The concern is that this impacts within the UK as it is a reinterpretation of the Working Time Directive. This is applicable to all UK workers.
Katja Hall, director of HR policy at the CBI, expressed employer concerns at the decision.
Ms Hall said: Many firms already take a common sense and sympathetic approach. But allowing employees to re-classify their holiday as sick leave opens the door to abuse.
The ruling echoes a judgment handed down by the House of Lords in the case of a group of Customs workers, which stipulated that employees can accumulate holiday entitlements while on long-term sick leave.
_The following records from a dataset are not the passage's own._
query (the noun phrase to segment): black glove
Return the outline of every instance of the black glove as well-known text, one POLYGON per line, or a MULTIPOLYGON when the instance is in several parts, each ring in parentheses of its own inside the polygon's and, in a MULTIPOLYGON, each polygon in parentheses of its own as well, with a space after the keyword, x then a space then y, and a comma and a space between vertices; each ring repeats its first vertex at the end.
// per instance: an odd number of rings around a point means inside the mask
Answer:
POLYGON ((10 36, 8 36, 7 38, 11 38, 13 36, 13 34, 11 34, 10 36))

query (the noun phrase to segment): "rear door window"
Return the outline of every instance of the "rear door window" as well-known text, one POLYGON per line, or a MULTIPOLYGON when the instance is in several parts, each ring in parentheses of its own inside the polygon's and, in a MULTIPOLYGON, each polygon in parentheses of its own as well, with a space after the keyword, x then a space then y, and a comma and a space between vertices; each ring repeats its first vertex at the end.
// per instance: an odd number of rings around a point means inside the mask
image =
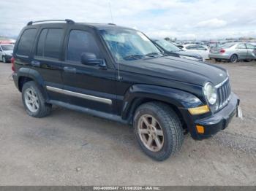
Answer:
POLYGON ((70 32, 67 50, 67 60, 80 62, 83 52, 91 52, 100 58, 99 48, 91 34, 79 30, 70 32))
POLYGON ((41 31, 37 55, 58 59, 61 50, 64 29, 45 28, 41 31))
POLYGON ((33 46, 33 42, 36 36, 37 29, 26 29, 21 35, 19 44, 17 48, 17 54, 29 56, 33 46))
POLYGON ((189 45, 186 47, 187 50, 197 50, 197 47, 195 45, 189 45))

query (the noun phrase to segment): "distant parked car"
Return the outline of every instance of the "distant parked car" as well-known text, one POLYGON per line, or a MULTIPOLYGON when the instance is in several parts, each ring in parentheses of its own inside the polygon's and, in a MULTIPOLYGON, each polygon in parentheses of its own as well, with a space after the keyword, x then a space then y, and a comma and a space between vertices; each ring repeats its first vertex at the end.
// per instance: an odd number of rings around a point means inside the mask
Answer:
POLYGON ((10 44, 0 44, 0 61, 3 63, 10 62, 14 46, 10 44))
POLYGON ((231 63, 243 60, 254 60, 256 59, 256 47, 250 43, 226 43, 211 49, 209 57, 217 61, 227 60, 231 63))
POLYGON ((165 55, 179 57, 182 58, 203 61, 200 55, 189 53, 175 46, 172 42, 164 39, 154 39, 153 42, 165 55))
POLYGON ((206 59, 209 59, 209 49, 208 49, 203 45, 187 44, 184 45, 182 50, 185 50, 187 52, 200 55, 203 58, 203 61, 205 61, 206 59))

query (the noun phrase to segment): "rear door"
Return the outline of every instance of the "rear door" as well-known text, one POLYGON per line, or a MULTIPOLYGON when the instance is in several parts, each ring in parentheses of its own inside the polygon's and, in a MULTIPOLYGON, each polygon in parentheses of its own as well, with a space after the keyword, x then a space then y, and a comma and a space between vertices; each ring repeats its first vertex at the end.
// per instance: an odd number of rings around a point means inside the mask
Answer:
POLYGON ((31 64, 42 77, 49 98, 64 101, 65 96, 53 88, 63 88, 61 63, 64 26, 43 26, 40 28, 31 64))
POLYGON ((236 52, 238 55, 238 59, 246 59, 247 49, 244 43, 239 43, 236 47, 236 52))
POLYGON ((256 47, 249 43, 246 44, 247 48, 246 59, 256 59, 256 47))
POLYGON ((114 113, 116 70, 100 48, 102 44, 94 29, 81 26, 70 27, 65 47, 62 77, 67 101, 78 106, 114 113), (104 59, 107 67, 82 64, 83 52, 94 53, 98 59, 104 59))

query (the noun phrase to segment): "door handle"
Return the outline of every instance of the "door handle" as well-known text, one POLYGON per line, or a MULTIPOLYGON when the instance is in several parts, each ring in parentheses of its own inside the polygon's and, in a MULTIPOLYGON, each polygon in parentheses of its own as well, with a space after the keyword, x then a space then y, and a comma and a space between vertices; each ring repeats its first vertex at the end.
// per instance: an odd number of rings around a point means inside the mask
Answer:
POLYGON ((31 62, 31 65, 33 66, 35 66, 35 67, 40 67, 40 62, 39 62, 39 61, 32 61, 31 62))
POLYGON ((73 67, 65 66, 63 68, 63 69, 65 72, 69 72, 69 73, 76 73, 77 71, 77 69, 73 67))

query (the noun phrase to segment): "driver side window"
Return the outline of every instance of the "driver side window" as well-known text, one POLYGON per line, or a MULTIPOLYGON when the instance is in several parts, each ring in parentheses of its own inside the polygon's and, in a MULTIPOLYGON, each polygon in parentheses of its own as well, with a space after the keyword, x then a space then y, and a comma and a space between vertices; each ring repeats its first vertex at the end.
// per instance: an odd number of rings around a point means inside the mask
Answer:
POLYGON ((99 48, 91 34, 79 30, 72 30, 67 50, 67 60, 80 62, 84 52, 95 54, 100 58, 99 48))

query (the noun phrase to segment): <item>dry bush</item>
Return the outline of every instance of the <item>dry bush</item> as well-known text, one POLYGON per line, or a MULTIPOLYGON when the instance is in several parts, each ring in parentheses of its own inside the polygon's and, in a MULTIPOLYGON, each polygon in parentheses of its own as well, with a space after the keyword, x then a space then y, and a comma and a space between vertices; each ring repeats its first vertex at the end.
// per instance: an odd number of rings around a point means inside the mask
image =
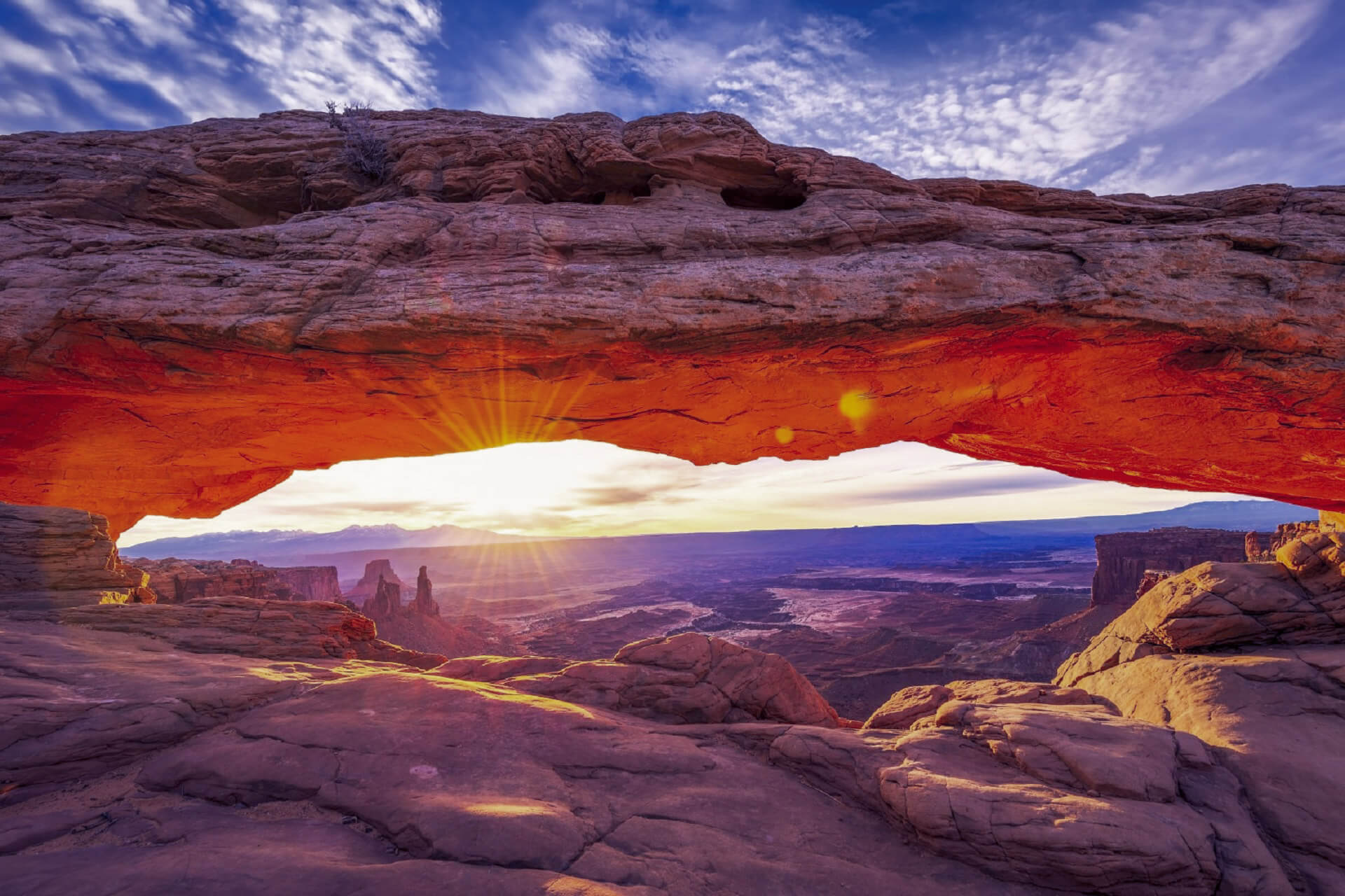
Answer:
POLYGON ((327 124, 346 134, 342 159, 347 165, 375 183, 387 179, 387 144, 374 133, 374 110, 367 102, 346 105, 340 111, 328 102, 327 124))

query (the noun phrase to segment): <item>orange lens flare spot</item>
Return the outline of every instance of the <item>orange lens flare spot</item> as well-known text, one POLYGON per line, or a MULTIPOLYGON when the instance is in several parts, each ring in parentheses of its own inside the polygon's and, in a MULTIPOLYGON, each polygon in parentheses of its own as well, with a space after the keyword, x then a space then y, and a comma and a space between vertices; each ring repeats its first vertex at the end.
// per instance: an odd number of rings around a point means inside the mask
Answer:
POLYGON ((841 396, 837 402, 837 410, 841 415, 850 420, 850 424, 858 427, 863 423, 865 418, 873 414, 874 399, 870 392, 863 392, 861 390, 851 390, 841 396))

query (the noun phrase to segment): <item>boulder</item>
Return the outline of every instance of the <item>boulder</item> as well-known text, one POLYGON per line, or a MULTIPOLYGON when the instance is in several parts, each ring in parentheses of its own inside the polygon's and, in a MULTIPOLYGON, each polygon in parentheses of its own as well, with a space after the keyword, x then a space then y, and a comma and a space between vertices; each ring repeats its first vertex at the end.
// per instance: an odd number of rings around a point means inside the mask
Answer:
MULTIPOLYGON (((391 560, 370 560, 364 564, 364 575, 359 578, 355 587, 351 588, 346 596, 351 600, 367 600, 378 594, 378 583, 389 582, 395 584, 398 588, 398 595, 401 595, 401 587, 405 584, 398 576, 397 571, 393 570, 391 560)), ((398 596, 398 600, 401 598, 398 596)))
POLYGON ((1279 563, 1188 570, 1056 677, 1206 743, 1303 892, 1345 892, 1341 543, 1307 532, 1278 548, 1279 563))
POLYGON ((939 707, 954 700, 987 705, 1002 703, 1095 705, 1102 703, 1080 688, 1059 688, 1044 681, 1011 681, 1009 678, 950 681, 947 685, 902 688, 878 707, 863 723, 863 727, 911 728, 917 721, 932 720, 939 707))
POLYGON ((779 654, 691 631, 638 641, 611 661, 576 662, 502 684, 660 721, 837 724, 835 711, 779 654))
POLYGON ((373 619, 344 604, 321 600, 199 598, 182 604, 71 607, 54 618, 69 626, 160 638, 198 653, 266 660, 378 660, 418 669, 445 661, 440 654, 379 641, 373 619))

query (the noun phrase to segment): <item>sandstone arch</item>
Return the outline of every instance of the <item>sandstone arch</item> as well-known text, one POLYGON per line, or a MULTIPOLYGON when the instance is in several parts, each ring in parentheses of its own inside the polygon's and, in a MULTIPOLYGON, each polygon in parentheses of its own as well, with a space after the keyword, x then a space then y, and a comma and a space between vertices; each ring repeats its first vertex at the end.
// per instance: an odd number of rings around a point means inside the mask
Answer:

Making its judgment, the ECJ said that if a worker does not wish to take annual leave during a period of sick leave, annual leave must be granted to him for a different period.
The wording of the ruling does not define the time at which an illness can affect the taking of a holiday, or when employees must report the illness to their employers to qualify for a rearrangement of their leave.
In the instance of Mr Pereda, the injury occurred after he had booked his holiday but before he had started his leave period.
Some lawyers believe that the ruling does not necessarily prevent workers who have already begun their holidays from asking to reallocate leave in the event of illness or injury.
Under the current rules on sick leave, employees can self-certify sickness for up to seven days. After that, they must have a doctor's note in order to continue on sick leave.